Received Boxed Omisphere 2 (FULL - 8 DVD's) from Sweetwater this morning...HOORAY!
- Inserted Disc A
- Logged into my user account
- Entered my serial number
- Downloaded the Installers
- Ran the Step 1 Installer for Windows (Omnisphere 2 Installer.exe)
- Went through the prompts (where to install plugin / where to install Steam)
- Clicked "Install"
- I get a dialogue box which states, "Insert Spectrasonics Omnisphere then click OK. Press Cancel to terminate the entire installation process"
(Disc A is still in the drive)
- Click OK and the same dialogue box pops up...over and over.
- Insert/Reinsert Disc A a time or two
- Same message
When I click "Cancel" something small installs quickly and I am presented with, "Completing the Omnisphere Setup Wizard. Please run the data updater to complete the process"
Data updater says. "Unable to find Steam Folder"
Well, of course...nothing was installed.

My guess is the "Step 1 Installer" is the culprit.
I am so bummed. I really thought the full install would not have the issues that many of you who upgraded encountered.

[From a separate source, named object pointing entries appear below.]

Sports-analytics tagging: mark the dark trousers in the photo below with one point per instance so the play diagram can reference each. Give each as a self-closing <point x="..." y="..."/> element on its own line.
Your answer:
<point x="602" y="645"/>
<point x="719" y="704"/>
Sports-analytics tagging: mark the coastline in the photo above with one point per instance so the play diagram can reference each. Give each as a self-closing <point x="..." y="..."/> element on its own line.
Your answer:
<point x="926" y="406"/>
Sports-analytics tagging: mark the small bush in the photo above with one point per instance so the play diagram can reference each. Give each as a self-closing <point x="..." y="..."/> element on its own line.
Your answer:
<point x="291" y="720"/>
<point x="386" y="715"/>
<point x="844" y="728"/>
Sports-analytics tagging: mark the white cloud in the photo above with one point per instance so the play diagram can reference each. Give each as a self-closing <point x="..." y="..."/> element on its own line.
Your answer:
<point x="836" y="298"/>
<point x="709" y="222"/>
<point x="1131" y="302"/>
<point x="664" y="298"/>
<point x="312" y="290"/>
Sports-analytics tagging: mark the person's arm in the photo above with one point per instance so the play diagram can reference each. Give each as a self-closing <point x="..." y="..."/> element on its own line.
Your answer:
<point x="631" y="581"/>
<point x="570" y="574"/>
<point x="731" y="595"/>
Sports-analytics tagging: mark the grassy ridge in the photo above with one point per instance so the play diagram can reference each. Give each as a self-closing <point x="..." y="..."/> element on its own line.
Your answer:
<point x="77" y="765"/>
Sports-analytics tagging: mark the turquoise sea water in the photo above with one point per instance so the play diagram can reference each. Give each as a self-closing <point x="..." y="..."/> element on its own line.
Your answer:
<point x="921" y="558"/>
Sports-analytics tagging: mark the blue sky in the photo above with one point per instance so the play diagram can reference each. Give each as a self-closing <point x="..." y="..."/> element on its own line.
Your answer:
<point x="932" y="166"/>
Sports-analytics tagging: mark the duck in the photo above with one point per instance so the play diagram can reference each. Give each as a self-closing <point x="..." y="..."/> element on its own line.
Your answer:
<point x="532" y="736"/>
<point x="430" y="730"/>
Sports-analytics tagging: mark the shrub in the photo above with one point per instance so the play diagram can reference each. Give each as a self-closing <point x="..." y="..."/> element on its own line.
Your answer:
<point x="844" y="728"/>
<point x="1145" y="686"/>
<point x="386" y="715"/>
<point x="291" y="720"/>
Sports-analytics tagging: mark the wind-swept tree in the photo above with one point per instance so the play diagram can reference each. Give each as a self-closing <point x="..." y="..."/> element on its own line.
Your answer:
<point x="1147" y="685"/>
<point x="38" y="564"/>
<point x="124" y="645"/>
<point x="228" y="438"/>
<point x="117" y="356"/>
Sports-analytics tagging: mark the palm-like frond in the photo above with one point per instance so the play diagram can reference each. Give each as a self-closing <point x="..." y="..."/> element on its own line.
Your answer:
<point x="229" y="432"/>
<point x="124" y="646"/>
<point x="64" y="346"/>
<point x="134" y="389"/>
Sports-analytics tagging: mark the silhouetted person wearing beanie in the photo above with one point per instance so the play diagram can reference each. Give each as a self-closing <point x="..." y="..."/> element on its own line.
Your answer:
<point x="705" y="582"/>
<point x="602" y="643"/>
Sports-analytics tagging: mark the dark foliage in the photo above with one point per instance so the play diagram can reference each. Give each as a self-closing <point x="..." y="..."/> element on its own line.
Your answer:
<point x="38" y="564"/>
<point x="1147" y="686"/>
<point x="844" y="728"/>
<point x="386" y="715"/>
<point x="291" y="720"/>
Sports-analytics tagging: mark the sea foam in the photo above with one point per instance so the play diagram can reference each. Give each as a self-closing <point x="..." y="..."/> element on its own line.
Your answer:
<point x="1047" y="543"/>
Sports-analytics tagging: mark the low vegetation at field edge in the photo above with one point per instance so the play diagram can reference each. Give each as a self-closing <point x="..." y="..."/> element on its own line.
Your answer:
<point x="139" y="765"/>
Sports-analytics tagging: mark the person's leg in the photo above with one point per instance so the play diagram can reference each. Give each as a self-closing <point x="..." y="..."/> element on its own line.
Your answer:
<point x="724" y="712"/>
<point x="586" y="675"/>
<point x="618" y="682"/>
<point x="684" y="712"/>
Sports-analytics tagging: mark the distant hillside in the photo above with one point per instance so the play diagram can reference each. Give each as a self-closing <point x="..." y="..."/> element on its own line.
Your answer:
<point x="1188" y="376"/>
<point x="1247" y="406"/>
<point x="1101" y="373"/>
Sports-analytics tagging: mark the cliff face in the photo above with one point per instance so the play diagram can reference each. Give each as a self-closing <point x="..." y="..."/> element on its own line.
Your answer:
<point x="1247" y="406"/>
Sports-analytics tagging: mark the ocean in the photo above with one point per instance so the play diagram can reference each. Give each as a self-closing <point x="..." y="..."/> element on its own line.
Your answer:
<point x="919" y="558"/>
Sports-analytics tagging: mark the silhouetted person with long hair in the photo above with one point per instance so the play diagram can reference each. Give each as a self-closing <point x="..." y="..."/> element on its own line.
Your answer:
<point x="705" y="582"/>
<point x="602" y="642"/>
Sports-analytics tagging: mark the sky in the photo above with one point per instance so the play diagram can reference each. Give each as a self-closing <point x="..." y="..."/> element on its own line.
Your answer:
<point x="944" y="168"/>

Called Tech Support - Told via a voice message to email them, as phone support is backed up for days...

emailed Support....

And now I wait.

Any suggestions GREATLY appreciated...


----------



## Guy Rowland (May 13, 2015)

Might be quickest to tweet @spectrasonics, they seem pretty quick to respond on Twitter.


----------



## Dryden.Chambers (May 13, 2015)

*Re: Omnisphere 2 - Boxed - FULL Fresh Install - Same Problems*

email support is running a little high for them right now, about 48 hours this week. Hang in there.


----------



## catsass (May 13, 2015)

*Re: Omnisphere 2 - Boxed - FULL Fresh Install - Same Problems*



Guy Rowland @ Wed May 13 said:


> Might be quickest to tweet @spectrasonics, they seem pretty quick to respond on Twitter.


Ah, thank you sir.
Now I just need a Twitter account...hahaha.

Dryden, 
Thanks for the info. I'm hangin'!


----------



## John Smith (Jan 19, 2016)

I have literally the same issue. This discussion says "problem resolve," but what did you do to resolve it? Or where is the root of the problem? Thank you in advance!


----------



## ArtTurnerMusic (Jan 19, 2016)

My solution was to pay for the download and throw the DVDs in the drawer. Would be nice if they would join us in the 21st century and ship on a USB.


----------



## catsass (Jan 20, 2016)

Are you on a Windows machine? I am.

My DVD drive was recognizing the disc as CDFS instead of UDF, thus truncating the DVD name to 16 characters.
Instead of 'Spectrasonics Omnisphere', it was 'Spectrasonics Om'..,
I deleted the drive in device manager, rebooted and let windows re-install. My problem was solved.

I hope this helps.

I had to think about this for a few, since it occurred 8 months ago. Usually, my memory for these types of things only goes back 6 months or so without a formal request for archived information - and the paperwork for that is a real bitch.


----------



## John Smith (Jan 20, 2016)

Thank you, I'll check that out


----------